Docker: the Linux container engine

原文地址:https://github.com/dotcloud/docker/

Docker教程中文版本:http://www.widuu.com/docker/

Docker is an open source project to pack, ship and run any application as a lightweight container

Docker containers are both hardware-agnostic and platform-agnostic. This means that they can run anywhere, from your laptop to the largest EC2 compute instance and everything in between - and they don't require that
you use a particular language, framework or packaging system. That makes them great building blocks for deploying and scaling web apps, databases and backend services without depending on a particular stack or provider.

Docker is an open-source implementation of the deployment engine which powers dotCloud, a popular Platform-as-a-Service. It benefits directly
from the experience accumulated over several years of large-scale operation and support of hundreds of thousands of applications and databases.

Better
than VMs

A common method for distributing applications and sandboxing their execution is to use virtual machines, or VMs. Typical VM formats are VMWare's vmdk, Oracle Virtualbox's vdi, and Amazon EC2's ami. In theory these formats should allow every developer to automatically
package their application into a "machine" for easy distribution and deployment. In practice, that almost never happens, for a few reasons:

  • Size: VMs are very large which makes them impractical to store and transfer.
  • Performance: running VMs consumes significant CPU and memory, which makes them impractical in many scenarios, for example local development of multi-tier applications, and large-scale deployment of cpu and memory-intensive
    applications on large numbers of machines.
  • Portability: competing VM environments don't play well with each other. Although conversion tools do exist, they are limited and add even more overhead.
  • Hardware-centric: VMs were designed with machine operators in mind, not software developers. As a result, they offer very limited tooling for what developers need most: building, testing and running their software. For example,
    VMs offer no facilities for application versioning, monitoring, configuration, logging or service discovery.

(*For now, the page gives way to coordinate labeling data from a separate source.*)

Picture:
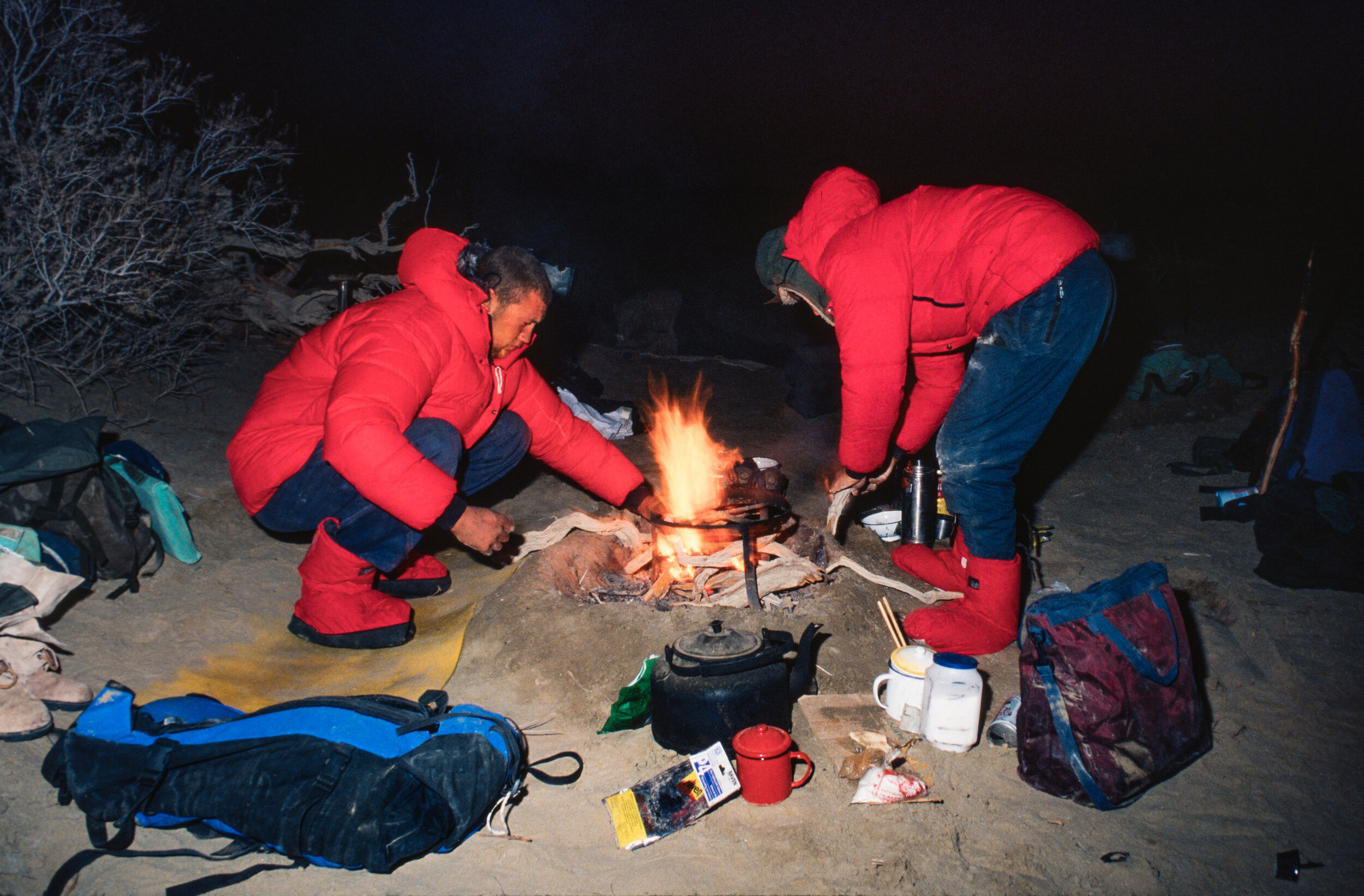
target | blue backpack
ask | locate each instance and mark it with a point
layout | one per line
(339, 782)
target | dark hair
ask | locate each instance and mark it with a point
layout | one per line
(508, 268)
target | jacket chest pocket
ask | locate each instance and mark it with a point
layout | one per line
(934, 320)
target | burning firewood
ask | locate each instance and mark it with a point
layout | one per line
(555, 532)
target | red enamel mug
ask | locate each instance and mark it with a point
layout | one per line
(764, 757)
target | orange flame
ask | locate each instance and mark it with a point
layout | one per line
(692, 466)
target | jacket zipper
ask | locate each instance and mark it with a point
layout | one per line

By contrast, Docker relies on a different sandboxing method known as containerization. Unlike traditional virtualization, containerization takes place at the kernel level. Most modern operating system kernels now support the primitives
necessary for containerization, including Linux with openvzvserver and
more recently lxc, Solaris with zones and
FreeBSD with Jails.

Docker builds on top of these low-level primitives to offer developers a portable format and runtime environment that solves all 4 problems. Docker containers are small (and their transfer can be optimized with layers), they have basically zero memory and cpu
overhead, they are completely portable and are designed from the ground up with an application-centric design.

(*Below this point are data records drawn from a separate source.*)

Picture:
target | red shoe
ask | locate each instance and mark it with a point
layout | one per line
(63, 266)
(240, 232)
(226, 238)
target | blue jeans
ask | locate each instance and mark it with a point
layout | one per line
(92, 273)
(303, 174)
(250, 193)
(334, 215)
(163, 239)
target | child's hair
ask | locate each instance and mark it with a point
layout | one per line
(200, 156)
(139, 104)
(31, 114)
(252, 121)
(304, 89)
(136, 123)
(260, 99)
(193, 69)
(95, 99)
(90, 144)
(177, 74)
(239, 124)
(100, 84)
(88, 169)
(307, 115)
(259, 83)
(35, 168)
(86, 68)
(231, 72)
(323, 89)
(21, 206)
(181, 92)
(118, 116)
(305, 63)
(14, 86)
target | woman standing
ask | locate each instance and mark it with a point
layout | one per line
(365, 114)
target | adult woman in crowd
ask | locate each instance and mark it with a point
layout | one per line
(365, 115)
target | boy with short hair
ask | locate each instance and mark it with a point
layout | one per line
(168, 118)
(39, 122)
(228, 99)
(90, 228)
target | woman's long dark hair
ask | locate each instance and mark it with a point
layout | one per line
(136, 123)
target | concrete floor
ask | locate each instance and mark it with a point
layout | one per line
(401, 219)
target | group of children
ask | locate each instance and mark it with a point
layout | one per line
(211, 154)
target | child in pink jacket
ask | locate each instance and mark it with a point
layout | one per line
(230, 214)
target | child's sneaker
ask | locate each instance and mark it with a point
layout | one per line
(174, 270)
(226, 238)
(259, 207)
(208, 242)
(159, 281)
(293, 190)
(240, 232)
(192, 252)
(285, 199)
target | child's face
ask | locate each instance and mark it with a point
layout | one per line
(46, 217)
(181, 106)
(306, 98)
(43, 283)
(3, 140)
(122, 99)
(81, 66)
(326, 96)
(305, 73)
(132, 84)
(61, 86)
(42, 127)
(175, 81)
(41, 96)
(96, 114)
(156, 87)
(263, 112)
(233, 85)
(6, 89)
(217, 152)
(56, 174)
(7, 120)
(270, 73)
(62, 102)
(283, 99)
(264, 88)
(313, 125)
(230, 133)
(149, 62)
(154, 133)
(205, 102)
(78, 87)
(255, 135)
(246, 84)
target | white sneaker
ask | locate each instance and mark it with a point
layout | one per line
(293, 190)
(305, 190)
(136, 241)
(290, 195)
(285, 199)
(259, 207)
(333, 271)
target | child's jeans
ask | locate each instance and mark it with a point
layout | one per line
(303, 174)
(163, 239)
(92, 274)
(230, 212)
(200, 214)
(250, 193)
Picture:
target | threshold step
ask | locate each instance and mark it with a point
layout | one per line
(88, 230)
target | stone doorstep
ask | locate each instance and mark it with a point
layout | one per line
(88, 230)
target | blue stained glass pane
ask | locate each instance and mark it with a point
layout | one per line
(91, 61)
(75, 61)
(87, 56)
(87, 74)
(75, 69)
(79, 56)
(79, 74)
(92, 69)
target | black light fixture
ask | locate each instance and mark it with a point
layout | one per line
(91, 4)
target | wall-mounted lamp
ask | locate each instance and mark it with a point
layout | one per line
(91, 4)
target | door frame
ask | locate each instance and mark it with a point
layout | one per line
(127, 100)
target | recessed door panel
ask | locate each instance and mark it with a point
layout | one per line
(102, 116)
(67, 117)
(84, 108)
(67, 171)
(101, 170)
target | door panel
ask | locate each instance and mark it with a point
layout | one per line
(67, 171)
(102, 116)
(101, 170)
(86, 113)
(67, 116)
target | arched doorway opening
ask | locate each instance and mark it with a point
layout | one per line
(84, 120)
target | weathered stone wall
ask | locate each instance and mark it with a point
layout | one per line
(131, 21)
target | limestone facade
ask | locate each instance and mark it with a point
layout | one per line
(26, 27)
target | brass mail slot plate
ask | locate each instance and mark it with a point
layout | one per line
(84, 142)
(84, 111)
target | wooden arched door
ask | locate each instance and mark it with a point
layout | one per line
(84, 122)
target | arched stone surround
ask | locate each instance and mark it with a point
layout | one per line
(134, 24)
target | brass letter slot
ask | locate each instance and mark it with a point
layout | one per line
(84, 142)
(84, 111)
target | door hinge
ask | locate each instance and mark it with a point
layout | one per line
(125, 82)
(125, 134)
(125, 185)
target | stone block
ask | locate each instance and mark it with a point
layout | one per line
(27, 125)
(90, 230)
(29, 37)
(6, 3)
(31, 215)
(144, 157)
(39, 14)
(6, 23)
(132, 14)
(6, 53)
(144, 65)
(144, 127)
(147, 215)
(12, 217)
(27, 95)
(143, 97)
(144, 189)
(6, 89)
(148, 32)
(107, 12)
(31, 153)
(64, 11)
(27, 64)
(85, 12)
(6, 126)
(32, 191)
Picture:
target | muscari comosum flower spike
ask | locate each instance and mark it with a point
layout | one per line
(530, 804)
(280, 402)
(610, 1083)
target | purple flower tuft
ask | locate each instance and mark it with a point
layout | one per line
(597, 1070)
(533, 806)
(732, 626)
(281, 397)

The best part: because Docker operates at the OS level, it can still be run inside a VM!

Plays
well with others

Docker does not require that you buy into a particular programming language, framework, packaging system or configuration language.

Is your application a Unix process? Does it use files, tcp connections, environment variables, standard Unix streams and command-line arguments as inputs and outputs? Then Docker can run it.

Can your application's build be expressed as a sequence of such commands? Then Docker can build it.

Escape
dependency hell

A common problem for developers is the difficulty of managing all their application's dependencies in a simple and automated way.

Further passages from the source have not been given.